The stuff at the end of the list, that's just too much to ask for. Nobody gets paid to do what's at the very end of the list. You would do that stuff for free, you like doing it so much, so why should some guy pay you to do it?
I'm just saying that of all the stuff I would put on the "Stuff I'm Good At - In How Much I Like To Do It Order (Ascending)" list, if I could scrape by doing the thing I like the least on that list? Yeah. You should wish for a situation so good.
Oh, so yesterday, I'm sitting in my house, wishing there was more light coming in the windows. It's like 7 or something, and I think, Hey. Earlier, there was light in here and now there isn't. And if I go and put the light on, to see what I'm doing, someone's gonna ask for more money at the end of the month. It's not like you can avoid it, the Electric people are gonna ask you for money at the end of the month. The Water people too. If we could get the Electricity people and the Water people together in a tub or something... it would take care of everyone's problems. Bang.
I've just got a scientific intellectual thing. It comes natural to me. That really gives me the edge in the stuff that I do. My mind's always going into those places that you never know if who you're talking to is gonna follow you there or not. I'm not some genius, or whatever, but you know, most people don't have this kind of thing going on. You know, I'm pretty sharp when it comes to two plus twos. Not the math, I mean, I'm no good at the math. It's the A to B, I'll get you there. You want something figured out, I'll get on it. You want me to explain it to you, well, I figure if you're gonna understand what I'm talking to you, you would have figured the thing out for yourself, so I'm not gonna spend too much time.
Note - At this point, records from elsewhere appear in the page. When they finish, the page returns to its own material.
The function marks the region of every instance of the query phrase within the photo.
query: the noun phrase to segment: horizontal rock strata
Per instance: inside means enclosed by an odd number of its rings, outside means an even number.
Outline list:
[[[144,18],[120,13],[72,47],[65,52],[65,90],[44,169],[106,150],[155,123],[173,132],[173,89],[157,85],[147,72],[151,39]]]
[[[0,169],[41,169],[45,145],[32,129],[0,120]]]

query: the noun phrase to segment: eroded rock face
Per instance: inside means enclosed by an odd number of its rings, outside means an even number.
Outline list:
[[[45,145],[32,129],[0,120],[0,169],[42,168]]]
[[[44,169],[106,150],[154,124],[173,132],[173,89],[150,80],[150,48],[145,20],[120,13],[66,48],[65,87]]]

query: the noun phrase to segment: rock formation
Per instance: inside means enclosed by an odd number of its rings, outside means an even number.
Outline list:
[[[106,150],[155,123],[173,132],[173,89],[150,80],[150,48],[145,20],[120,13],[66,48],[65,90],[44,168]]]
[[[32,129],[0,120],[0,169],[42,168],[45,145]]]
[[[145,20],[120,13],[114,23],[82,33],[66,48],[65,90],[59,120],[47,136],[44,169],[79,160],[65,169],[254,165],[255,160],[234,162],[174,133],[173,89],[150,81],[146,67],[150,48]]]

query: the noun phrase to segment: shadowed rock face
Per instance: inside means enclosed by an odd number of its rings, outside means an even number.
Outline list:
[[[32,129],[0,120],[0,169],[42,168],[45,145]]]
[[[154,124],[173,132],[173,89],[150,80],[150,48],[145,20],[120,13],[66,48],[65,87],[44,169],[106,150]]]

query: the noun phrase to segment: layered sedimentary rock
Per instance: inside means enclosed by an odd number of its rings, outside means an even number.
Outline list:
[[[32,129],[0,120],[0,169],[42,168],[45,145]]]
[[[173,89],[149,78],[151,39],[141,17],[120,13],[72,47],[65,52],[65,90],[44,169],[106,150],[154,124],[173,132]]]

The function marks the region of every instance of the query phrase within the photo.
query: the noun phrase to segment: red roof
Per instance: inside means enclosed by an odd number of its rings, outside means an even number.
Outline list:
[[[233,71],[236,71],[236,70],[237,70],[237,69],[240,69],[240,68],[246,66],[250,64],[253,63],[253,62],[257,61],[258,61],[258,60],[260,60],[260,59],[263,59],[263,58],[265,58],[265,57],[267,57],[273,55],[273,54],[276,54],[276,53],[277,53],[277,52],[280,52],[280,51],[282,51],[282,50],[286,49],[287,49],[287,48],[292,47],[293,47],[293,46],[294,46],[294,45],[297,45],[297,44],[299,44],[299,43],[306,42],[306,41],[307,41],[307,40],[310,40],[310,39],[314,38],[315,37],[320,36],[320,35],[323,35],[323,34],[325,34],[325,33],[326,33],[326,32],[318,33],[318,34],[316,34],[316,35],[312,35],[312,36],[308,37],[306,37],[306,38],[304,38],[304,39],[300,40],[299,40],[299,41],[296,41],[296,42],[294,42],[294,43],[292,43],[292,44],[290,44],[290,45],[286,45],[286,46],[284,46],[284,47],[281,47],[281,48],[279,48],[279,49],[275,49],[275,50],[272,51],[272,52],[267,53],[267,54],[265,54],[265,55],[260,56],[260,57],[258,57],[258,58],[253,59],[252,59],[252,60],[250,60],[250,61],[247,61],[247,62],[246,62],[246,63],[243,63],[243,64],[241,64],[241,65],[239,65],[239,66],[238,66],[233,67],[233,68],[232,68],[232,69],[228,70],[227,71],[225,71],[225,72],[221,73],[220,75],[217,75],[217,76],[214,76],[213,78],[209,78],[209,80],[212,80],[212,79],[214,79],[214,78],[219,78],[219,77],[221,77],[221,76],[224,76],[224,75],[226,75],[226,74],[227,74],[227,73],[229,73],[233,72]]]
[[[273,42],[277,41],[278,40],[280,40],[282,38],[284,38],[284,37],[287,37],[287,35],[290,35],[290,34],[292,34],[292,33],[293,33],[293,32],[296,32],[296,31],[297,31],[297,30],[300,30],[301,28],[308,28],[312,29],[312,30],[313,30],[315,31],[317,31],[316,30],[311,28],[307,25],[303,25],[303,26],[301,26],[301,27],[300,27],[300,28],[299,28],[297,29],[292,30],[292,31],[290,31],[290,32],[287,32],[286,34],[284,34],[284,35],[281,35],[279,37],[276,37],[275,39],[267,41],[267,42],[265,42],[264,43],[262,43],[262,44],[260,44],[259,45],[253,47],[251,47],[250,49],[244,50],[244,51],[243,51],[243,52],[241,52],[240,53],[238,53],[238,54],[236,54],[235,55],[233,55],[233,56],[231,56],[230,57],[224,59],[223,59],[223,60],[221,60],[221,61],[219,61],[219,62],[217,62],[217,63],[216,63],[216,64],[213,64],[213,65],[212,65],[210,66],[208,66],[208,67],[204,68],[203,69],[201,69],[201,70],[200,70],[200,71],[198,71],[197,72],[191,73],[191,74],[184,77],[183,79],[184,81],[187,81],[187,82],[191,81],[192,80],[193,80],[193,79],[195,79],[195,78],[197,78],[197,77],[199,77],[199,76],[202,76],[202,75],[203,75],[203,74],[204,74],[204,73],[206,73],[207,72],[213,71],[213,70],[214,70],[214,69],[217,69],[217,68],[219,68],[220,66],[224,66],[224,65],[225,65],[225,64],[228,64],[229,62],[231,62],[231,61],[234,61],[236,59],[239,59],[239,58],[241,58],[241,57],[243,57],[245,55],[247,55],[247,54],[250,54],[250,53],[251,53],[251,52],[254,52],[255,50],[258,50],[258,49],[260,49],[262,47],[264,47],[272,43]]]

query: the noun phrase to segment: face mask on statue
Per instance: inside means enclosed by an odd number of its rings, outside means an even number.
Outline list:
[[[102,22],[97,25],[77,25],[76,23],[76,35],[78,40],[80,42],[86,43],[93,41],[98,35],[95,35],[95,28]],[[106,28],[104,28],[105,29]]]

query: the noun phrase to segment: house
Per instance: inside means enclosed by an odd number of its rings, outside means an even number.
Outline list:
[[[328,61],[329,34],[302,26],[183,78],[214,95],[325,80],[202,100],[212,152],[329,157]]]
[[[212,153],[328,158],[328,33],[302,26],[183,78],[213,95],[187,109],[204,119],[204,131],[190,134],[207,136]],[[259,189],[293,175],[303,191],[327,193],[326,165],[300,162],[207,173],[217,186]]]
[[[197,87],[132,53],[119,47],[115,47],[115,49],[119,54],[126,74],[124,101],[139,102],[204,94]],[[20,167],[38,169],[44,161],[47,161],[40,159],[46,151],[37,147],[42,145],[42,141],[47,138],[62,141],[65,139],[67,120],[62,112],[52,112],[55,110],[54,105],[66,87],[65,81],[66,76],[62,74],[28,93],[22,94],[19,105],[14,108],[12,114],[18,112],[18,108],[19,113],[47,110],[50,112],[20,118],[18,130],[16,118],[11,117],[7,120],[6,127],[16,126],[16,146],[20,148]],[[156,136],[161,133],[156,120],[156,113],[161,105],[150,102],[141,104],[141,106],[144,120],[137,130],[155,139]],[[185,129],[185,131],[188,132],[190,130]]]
No offense. Take it or leave it.
Your stuff is solved. You ask me to do it and I'll take it to bed with me, churn it around in there, thinking about it all the time, until I got it all pieced together. You know, it's just like that! Sometimes, I might come back with a whole new set of problems for you, too, though. You probably don't even know what you're asking. I'm prepared to get that too. You could come up to me and be like "Hey, what are you doing, sitting there?" and I'll just say "Stop bothering me." And your problems are getting all lined up and figured out while you're sitting there worrying about what I'm doing.
When I hand it to you, you'll think it's an itemized receipt, but I'll be like "No, man. That's your list. That's what you get. You want an answer? I got a whole list of what you gotta do." Because there's never one answer. There's a list. That's how it is. You need to know that up front.
And see, that's your problem, it seems to me. You go in, looking for it. That knockout punch. You don't even know what you're looking for, but you want me to come along and just snatch it up for you. Like it's laying around here somewhere.
But that's not how it works. I'm telling you now, don't expect it. You want it figured out right? You're getting a list.
Hey, listen, take it or leave it. That's all I'm saying.
I don't even care. That's just how it is.
I'll be like "Call me if you need me."